The NHL and the NBA have had remarkable success conducting a major team sport through the pandemic, going weeks now without a single positive test. The MLB wasn’t nearly so lucky, as they experienced two significant Covid-19 outbreaks within the first couple of weeks of their season.
It got the league to reconsidering their plans. First, they wondered if the season itself was even sustainable, if this was going to continue to crop up. They still know that it won’t. And that is why they are now reportedly considering working toward moving to the NBA/NHL model for the postseason, and conducting that phase of the season in a ‘bubble’ environment.
Jeff Passan of ESPN reported that the MLB is considering a bubble approach for the postseason with its expanded 16-team format, writing that the league would likely need at least a three-hub bubble for the wildcard round, before reducing to a two-hub bubble at the next stage. There are a number of different avenues that are exploring and may explore.
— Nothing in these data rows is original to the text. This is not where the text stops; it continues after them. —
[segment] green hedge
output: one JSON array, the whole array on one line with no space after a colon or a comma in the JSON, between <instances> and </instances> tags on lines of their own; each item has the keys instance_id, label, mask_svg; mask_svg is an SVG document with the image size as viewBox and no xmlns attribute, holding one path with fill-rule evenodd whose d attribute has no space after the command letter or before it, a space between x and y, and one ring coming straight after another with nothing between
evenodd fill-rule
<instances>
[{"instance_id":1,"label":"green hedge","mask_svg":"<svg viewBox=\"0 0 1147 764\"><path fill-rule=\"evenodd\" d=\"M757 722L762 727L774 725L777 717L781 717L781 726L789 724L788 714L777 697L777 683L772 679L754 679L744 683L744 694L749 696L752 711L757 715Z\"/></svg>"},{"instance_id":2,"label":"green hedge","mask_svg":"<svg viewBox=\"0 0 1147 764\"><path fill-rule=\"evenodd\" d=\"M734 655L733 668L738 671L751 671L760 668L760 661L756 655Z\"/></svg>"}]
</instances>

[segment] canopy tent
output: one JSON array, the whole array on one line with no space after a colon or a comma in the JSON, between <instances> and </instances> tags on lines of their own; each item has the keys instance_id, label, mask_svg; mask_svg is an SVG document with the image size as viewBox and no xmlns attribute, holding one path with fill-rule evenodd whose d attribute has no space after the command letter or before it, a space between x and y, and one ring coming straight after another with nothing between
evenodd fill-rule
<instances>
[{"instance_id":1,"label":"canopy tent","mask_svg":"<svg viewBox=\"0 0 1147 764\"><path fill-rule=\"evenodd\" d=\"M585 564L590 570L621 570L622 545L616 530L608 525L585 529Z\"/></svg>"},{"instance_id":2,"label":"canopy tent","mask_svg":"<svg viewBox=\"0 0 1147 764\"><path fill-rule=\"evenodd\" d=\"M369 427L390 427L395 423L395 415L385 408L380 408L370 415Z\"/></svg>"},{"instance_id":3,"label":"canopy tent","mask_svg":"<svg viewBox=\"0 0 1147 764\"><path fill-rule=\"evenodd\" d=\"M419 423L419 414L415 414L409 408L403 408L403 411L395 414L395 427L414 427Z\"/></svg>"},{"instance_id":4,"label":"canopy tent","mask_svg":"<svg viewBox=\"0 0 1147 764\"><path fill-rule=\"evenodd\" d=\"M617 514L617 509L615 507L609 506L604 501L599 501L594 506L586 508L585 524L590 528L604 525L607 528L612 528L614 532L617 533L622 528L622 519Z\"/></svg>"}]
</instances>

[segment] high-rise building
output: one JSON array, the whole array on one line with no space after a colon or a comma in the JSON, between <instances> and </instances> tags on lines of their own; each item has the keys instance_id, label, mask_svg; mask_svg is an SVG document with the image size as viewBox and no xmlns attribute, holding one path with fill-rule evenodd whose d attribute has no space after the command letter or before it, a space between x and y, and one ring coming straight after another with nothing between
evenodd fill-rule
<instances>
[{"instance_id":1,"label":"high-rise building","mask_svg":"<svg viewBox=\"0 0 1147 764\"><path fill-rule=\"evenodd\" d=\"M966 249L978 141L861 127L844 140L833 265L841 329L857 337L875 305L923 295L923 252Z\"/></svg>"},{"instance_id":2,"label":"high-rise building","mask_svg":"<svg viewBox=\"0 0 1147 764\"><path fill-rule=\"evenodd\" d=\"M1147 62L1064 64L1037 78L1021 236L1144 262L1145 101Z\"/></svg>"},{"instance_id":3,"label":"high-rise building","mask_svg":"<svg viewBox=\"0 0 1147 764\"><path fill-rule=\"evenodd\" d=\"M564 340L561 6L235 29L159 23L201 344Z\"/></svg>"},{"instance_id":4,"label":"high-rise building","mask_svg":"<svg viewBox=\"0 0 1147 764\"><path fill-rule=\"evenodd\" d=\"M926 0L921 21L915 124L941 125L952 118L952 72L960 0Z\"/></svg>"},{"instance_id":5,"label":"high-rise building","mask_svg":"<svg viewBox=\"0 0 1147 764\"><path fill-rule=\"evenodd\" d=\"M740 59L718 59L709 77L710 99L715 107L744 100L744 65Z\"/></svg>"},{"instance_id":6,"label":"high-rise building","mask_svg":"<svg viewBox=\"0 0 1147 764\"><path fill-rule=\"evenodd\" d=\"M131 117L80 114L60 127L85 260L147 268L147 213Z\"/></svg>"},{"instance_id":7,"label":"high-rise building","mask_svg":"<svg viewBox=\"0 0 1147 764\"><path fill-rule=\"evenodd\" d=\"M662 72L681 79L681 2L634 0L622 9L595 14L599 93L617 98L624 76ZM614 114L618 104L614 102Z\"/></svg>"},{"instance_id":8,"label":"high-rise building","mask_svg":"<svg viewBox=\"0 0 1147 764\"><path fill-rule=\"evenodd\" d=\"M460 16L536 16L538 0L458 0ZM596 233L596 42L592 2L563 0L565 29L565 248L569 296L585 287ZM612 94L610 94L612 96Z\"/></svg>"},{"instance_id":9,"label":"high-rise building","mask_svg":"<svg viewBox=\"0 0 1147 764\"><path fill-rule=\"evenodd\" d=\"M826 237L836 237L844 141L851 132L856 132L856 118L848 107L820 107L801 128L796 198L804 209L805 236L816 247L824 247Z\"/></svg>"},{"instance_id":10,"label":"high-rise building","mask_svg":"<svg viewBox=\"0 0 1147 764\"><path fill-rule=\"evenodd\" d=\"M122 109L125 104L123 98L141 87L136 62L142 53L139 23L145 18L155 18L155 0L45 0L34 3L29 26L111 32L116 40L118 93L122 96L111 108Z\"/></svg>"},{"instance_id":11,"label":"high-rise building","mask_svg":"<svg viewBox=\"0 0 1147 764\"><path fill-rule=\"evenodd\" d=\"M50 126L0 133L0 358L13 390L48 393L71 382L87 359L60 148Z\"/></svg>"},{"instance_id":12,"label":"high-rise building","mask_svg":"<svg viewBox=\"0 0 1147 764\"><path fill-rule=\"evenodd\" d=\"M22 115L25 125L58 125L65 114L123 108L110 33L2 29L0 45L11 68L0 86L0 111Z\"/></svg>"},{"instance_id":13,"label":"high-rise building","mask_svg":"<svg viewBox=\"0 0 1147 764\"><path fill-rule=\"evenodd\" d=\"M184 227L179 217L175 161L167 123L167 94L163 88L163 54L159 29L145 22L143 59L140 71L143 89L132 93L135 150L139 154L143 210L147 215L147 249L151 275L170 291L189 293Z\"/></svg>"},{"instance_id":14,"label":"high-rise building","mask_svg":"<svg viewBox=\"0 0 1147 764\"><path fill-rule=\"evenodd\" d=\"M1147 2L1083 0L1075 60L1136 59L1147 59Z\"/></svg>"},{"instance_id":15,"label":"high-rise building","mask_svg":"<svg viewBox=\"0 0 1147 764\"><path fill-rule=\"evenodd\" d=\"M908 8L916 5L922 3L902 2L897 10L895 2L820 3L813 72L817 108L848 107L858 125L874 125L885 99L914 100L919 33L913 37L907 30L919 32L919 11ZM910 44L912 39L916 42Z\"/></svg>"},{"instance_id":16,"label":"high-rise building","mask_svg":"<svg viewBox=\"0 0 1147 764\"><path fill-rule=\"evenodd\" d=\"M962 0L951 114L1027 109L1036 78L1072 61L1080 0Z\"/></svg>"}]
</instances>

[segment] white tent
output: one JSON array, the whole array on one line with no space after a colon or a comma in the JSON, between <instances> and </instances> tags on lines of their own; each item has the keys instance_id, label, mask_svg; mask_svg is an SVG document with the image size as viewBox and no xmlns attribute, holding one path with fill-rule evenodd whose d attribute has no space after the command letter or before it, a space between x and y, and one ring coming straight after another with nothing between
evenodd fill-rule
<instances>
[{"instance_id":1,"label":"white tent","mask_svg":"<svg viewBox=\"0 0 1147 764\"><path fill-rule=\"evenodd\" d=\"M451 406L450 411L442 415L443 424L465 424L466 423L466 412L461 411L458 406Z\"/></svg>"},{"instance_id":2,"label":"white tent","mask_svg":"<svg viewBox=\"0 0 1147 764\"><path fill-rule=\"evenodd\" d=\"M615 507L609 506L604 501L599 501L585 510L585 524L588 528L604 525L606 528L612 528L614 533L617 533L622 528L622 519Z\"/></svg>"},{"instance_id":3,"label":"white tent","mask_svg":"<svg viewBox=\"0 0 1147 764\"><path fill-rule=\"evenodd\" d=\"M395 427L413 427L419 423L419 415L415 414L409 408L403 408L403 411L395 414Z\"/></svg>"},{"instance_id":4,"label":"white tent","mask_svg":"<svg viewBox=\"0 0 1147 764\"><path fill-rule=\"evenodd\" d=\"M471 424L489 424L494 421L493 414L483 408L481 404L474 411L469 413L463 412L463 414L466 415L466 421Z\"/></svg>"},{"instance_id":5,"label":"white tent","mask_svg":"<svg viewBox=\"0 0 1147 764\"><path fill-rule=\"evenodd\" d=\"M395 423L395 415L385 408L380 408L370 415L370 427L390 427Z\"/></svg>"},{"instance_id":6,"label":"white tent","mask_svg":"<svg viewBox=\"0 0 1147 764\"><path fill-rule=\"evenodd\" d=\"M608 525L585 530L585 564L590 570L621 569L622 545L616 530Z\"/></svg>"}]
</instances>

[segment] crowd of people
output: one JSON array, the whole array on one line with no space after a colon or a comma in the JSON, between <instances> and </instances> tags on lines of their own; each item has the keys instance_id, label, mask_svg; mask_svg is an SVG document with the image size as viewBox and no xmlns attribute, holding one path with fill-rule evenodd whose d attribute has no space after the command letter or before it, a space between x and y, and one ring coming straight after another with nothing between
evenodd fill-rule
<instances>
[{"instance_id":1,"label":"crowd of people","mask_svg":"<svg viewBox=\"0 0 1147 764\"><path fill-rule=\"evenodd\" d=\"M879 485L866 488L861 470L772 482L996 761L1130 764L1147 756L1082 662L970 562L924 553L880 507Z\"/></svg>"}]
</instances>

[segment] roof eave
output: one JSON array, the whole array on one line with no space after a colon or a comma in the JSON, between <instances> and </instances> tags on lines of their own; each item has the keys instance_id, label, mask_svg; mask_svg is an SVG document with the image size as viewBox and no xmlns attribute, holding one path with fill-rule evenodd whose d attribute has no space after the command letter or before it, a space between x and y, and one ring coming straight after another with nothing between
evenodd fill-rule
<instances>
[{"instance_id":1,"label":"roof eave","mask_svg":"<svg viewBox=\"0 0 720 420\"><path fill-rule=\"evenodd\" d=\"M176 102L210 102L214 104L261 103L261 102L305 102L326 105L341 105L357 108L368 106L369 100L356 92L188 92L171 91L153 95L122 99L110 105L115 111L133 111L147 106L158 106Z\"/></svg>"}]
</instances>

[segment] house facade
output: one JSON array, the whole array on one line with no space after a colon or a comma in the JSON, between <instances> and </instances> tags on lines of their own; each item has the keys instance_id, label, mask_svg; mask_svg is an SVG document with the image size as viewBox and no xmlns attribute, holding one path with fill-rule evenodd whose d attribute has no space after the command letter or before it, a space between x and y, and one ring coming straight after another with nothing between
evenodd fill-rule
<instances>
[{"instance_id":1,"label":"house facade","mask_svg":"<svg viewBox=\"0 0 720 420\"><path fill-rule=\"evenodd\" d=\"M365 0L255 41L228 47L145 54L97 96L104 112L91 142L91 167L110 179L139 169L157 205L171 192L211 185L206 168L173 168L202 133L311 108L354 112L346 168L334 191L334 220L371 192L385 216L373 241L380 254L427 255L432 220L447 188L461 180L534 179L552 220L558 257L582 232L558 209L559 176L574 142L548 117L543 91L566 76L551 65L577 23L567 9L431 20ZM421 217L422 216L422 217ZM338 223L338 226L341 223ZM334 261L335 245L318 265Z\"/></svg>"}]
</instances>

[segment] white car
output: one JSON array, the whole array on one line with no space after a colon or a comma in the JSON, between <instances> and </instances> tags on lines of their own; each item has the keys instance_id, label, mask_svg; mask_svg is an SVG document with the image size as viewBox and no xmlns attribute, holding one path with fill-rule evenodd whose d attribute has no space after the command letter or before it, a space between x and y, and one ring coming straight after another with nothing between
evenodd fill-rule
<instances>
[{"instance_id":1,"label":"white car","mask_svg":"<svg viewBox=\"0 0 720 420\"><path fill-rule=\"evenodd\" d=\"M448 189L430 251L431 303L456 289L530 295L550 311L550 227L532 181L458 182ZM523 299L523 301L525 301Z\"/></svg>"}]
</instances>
So what about the NFL? They have never publicly outright said that they would reject adopting some form of a bubble approach if it were forced upon them due to circumstances. In actuality, there are some teams, or players on those teams, who are incorporating this concept for themselves.
Both the Dallas Cowboys and the New Orleans Saints have either on a team level or player level taken to hosting their players in a hotel for training camp to keep them in an isolated environment. This was an idea that Dr. Allen Sills seemed open to in the past, and something other teams may explore as well.
According to running back James Conner, however, the Pittsburgh Steelers currently have no plans in this regard. “It hasn’t been anything we’ve talked about”, he told reporters on Wednesday about possibly hosting teams in a hotel for any length of the season.
“We haven’t been paying much attention”, he added, to what other teams are doing. “We’ve been making it work right here at Heinz [Field]. It’s been good. We’ve been keeping it safe here. I’m enjoying it so far. Not a lot of thought went into it, talking about being in a bubble and whatnot. We’re taking all the necessary precautions here at Heinz, and making it work, so it’s been real smooth so far”.
As previously reported, fewer than two percent of all players who reported for training camp tested positive (or even inconclusive) for the coronavirus, which is a lower number than the league was bracing for. But it’s important to remember that players are only beginning contact work now, which greatly increases the chances of spreading the virus between teammates and within a facility.
The NFL has been taking just about any precaution possible short of adopting any level of ‘bubble’ approach to try to keep its players safe, including daily testing, and empowering teams to fine and even suspend players (and other personnel) for reckless behavior related to Covid-19. Hopefully we never have to question this decision.